By Gary Evans, Senior Staff Writer
U.S. healthcare workers who survived Ebola after acquiring it from patients have suffered a wide variety of symptoms and maladies, with only one survivor considered symptom-free at five months after discharge, according to the Centers for Disease Control and Prevention (CDC).1
Though it is not completely clear in all cases if post-Ebola symptoms are the result of damage inflicted during infection or reflect some lingering presence of the virus, none of the healthcare workers are considered an infectious threat to patients or the public and most have returned to work or other activities.
However, Ebola clearly does not end at discharge, as survivors report a panoply of recurrent pains, aches, nerve tingling, hearing and vision problems, extreme fatigue, anxiety, and depression. For example, one of the U.S. nurses occupationally infected with Ebola described nightmares and fears about a future recurrence of the virus or some unintended consequences of novel treatment.2
“There are many unanswered questions about post-Ebola virus disease symptoms,” says Tim Uyeki, MD, MPH, a CDC epidemiologist who has co-authored several papers on the Ebola response. “Prospective, longitudinal research studies of Ebola virus disease survivors — along with a comparison group of persons who did not have Ebola virus disease — are needed to better understand the frequency, severity, duration, and pathogenesis of the complications, sequelae, and symptoms experienced by Ebola survivors.”
In one of the more shocking cases, a Scottish nurse who had been successfully treated for Ebola in January 2015 was readmitted last October for meningitis thought to be caused by surviving virus in her brain.3 She recovered again, but joins the cases of Ebola viral persistence in the eyes, semen, and other so-called “immune privileged” body sites which may have evolved to mitigate collateral damage during an inflammatory immune response.
In one of the U.S. cases included in the CDC report, a physician who had completed treatment and was discharged from Emory University Hospital in Atlanta later developed vision problems and almost went blind in his left eye. He eventually recovered, but not before the affected iris actually changed color from blue to green and the virus was recovered in mutated form from the infected eye.

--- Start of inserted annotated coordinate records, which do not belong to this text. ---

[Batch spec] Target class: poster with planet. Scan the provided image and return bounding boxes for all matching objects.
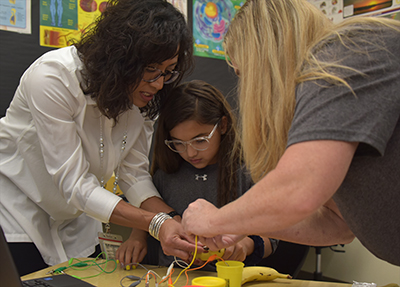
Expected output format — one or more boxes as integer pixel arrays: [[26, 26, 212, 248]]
[[193, 0, 245, 59]]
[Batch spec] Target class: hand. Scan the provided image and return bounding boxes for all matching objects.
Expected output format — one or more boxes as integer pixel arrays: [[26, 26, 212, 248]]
[[115, 228, 147, 268], [222, 236, 254, 261], [158, 219, 204, 261], [199, 234, 246, 251], [182, 199, 218, 237]]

When compared to the Ebola in the patient’s blood during hospitalization, the virus sequenced from ocular fluid by researchers4 “identified a single nonsynonymous mutation, as well as two silent mutations and two mutations in noncoding regions. The significance of these mutations is unknown. However, these findings are in contrast to results that showed no changes in viral consensus sequences acquired over several days from a single patient.5 All personal protective equipment and materials that were used during paracentesis and laboratory testing were sterilized by means of autoclaving before disposal.”

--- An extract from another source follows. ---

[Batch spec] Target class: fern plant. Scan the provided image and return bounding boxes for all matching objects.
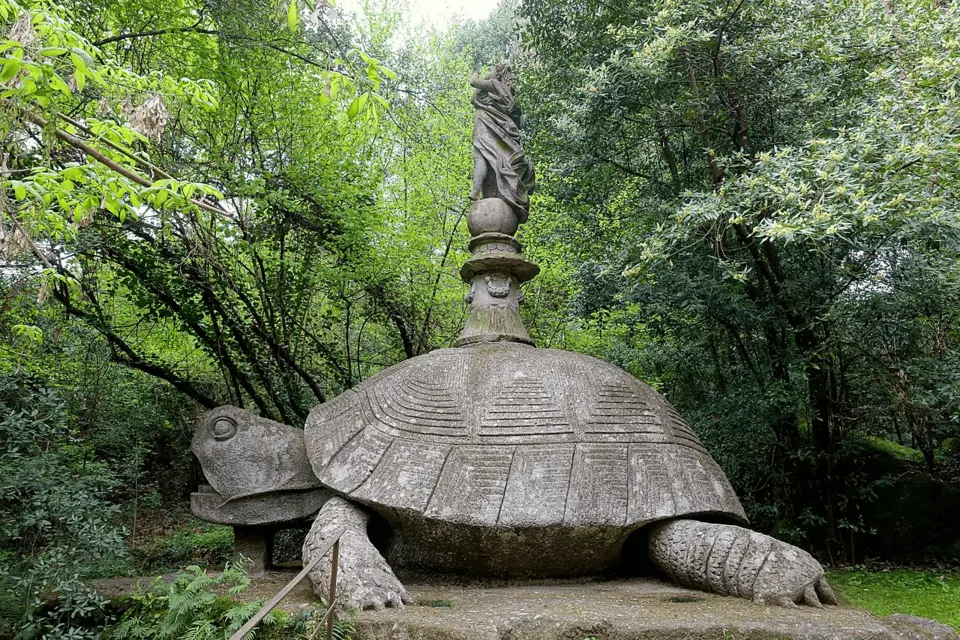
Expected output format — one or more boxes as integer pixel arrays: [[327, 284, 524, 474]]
[[107, 563, 282, 640]]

Overall, 11 patients with Ebola were treated in U.S. hospitals and nine survived. The dead include Thomas Duncan, a Liberian man who developed symptoms after arriving in the U.S. from Africa. He died Oct. 8, 2014, in a Dallas hospital after infecting two nurses who survived. The other fatality was Martin Salia, MD, a surgeon who was a native of Sierra Leone and a U.S. citizen. He died Nov. 17, 2014, at the University of Nebraska biocontainment unit. The two deaths among the 11 U.S. cases translate to a 15% mortality rate, nearly four-fold less than the 58% rate of deaths in healthcare workers who acquired Ebola in West Africa and remained there for care. As of Nov. 1, 2015, the World Health Organization reported that a total of 881 healthcare workers have been infected with Ebola during patient care and 513 of them have died. With a few threads of possible transmission still being followed, the WHO reports 28,598 Ebola cases with 11,299 deaths in the outbreak.
8 U.S. SURVIVORS SURVEYED
In a breakdown of the U.S. cases, two healthcare workers acquired Ebola in the U.S.; two — Duncan and a U.S. physician — became symptomatic after travel from West Africa; and the remainder were infected in Africa and became symptomatic before being flown in for treatment.

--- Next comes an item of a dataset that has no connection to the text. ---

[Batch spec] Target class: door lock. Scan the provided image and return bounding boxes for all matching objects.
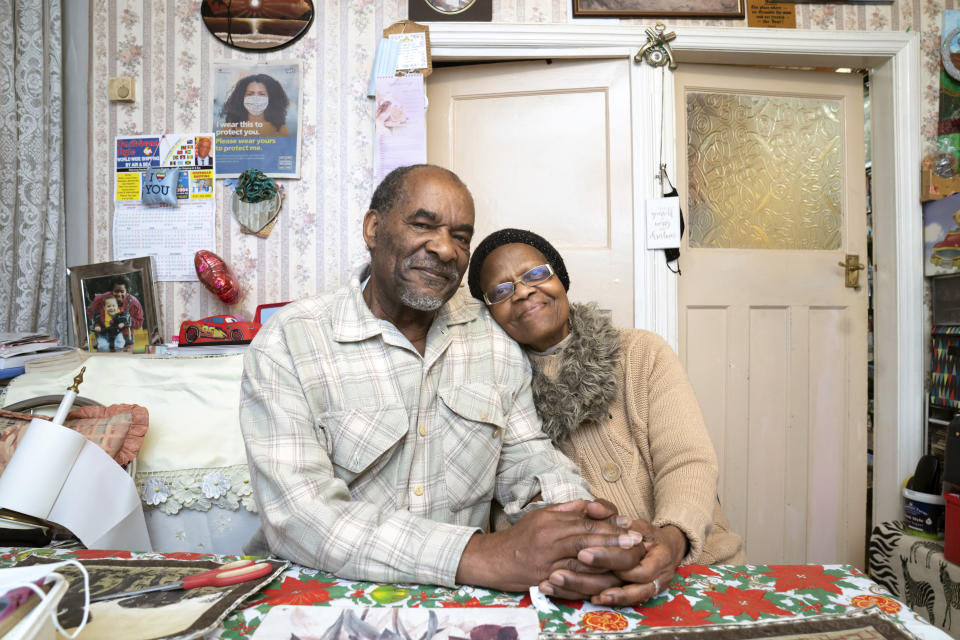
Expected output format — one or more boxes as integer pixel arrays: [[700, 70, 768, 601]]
[[633, 22, 677, 69], [837, 253, 866, 289]]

The U.S. survivors are primarily healthcare workers, but also include a photojournalist and a missionary aid worker who helped disinfect personal protective equipment in West Africa.
“Among the eight U.S. survivors who we surveyed, most reported that their symptoms resolved or improved over time,” says CDC lead author Lauren Epstein, MD, an officer in the Epidemic Intelligence Service. “However, only one survivor reported complete resolution of all symptoms at the time we conducted the survey in March 2015. We did not specifically assess whether survivors returned to medical work — however, 75% of the survivors returned to normal daily activities within eight weeks after discharge.”
The CDC administered a questionnaire by telephone or in person to the U.S. survivors about symptoms, diagnostic testing, and treatment occurring any time during the recovery period. Medical records were not reviewed and the CDC determined that the survey did not meet the definition of human research that would require oversight by an institutional review board.
The median interval from hospital discharge and survey administration was five months. All survivors reported having had at least one symptom during the recovery period. These symptoms ranged from mild to more severe complications requiring rehospitalization or treatment. The most frequently reported symptoms were lethargy or fatigue, joint pain, and alopecia, an autoimmune disease that causes hair loss. Five patients (63%) reported having eye problems, including pain, discomfort, or blurriness. Of these patients, four underwent ophthalmologic evaluation, and two were treated for unilateral uveitis, an inflammation of the iris or other parts of the eye that can cause blindness. They were diagnosed with uveitis from two weeks to eight weeks after hospital discharge for Ebola treatment.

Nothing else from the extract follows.